My colleague Cheryl sent me this article, “Literacy Debate: Online, R U Really Reading?” from the Sunday New York Times book section. It figures; I contemplated getting the NYT yesterday too, but decided to try and fix a broken kitchen drawer instead (with some success, I might add).
The story promises to be one part of a series “The future of reading: digital versus print.” That’s just great. What will come next? “The future of sandwiches: peanut butter versus jelly.” Or “The future of music: rock versus roll.”
It’s an interesting and very teachable article as it keeps see-sawing back and forth between the idea that yes, children (of all ages, I guess, because the group they are talking about here are teenagers, mostly) need to read books to become better readers and thus smarter/better people, versus reading stuff online really does count as reading and it is a type of literacy skill that is both different from traditional book reading and that is important to master. To me, they kind of bury on page four the key point: “Even those who are most concerned about the preservation of books acknowledge that children need a range of reading experiences. ‘Some of it is the informal reading they get in e-mails or on Web sites,’ said Gay Ivey, a professor at James Madison University who focuses on adolescent literacy. ‘I think they need it all.'”
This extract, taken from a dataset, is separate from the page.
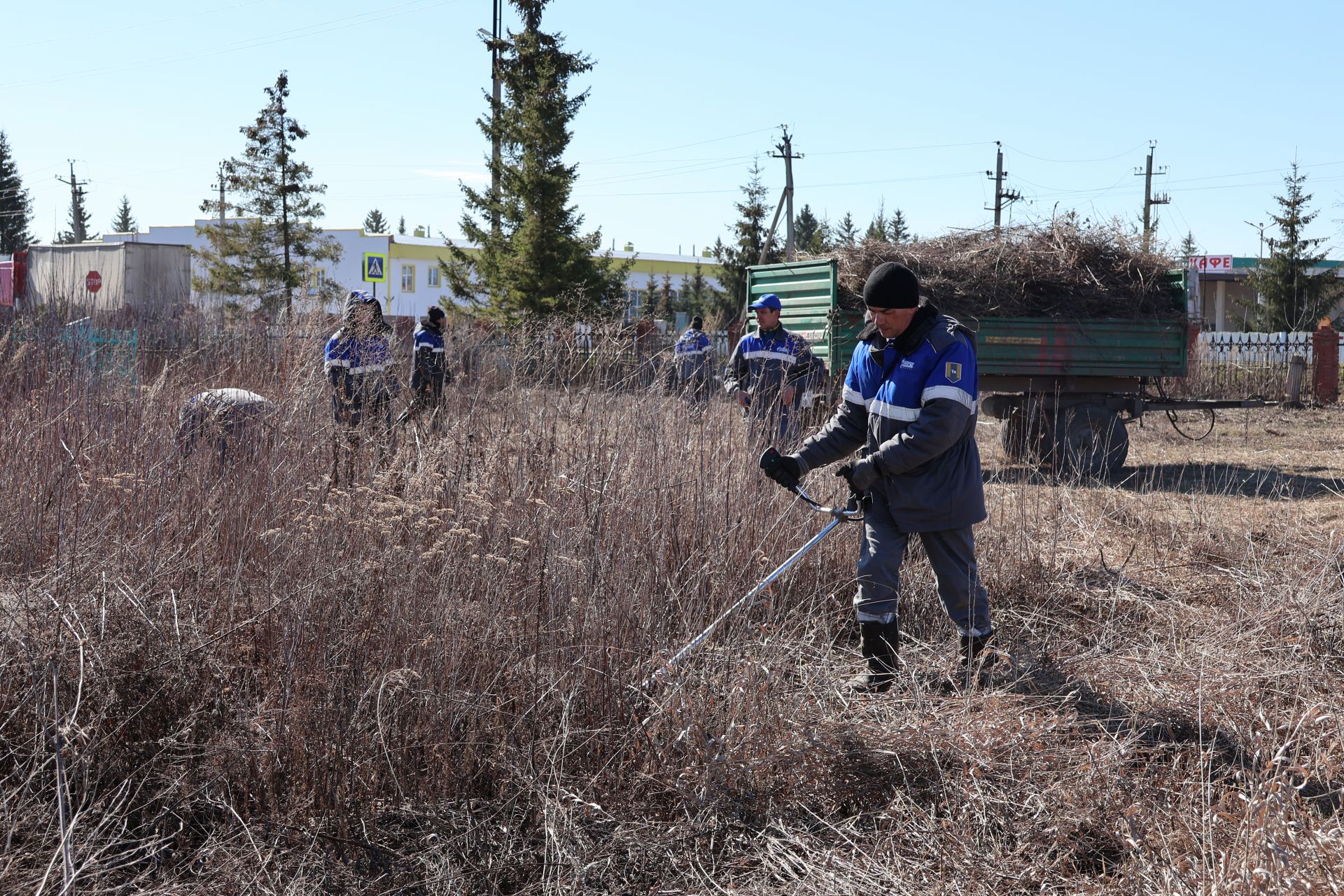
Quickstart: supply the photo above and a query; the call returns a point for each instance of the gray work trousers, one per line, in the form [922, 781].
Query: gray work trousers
[952, 554]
I realize that there has to be a debate/controversy created to sell some papers here, but the idea that reading is somehow an “either-or” affair is ridiculous. And every time that someone says “the kids today don’t read books like they used to,” I always respond with two words: Harry Potter, a reading phenomenon unlike anything that existed when I was a kid.
Incidentally, the picture in the article of the kids looking at laptops and the parents looking at newspapers/magazines is sort of what it looks like around our household. Only around here, the TV is on too, and all three of us are looking at laptops typically.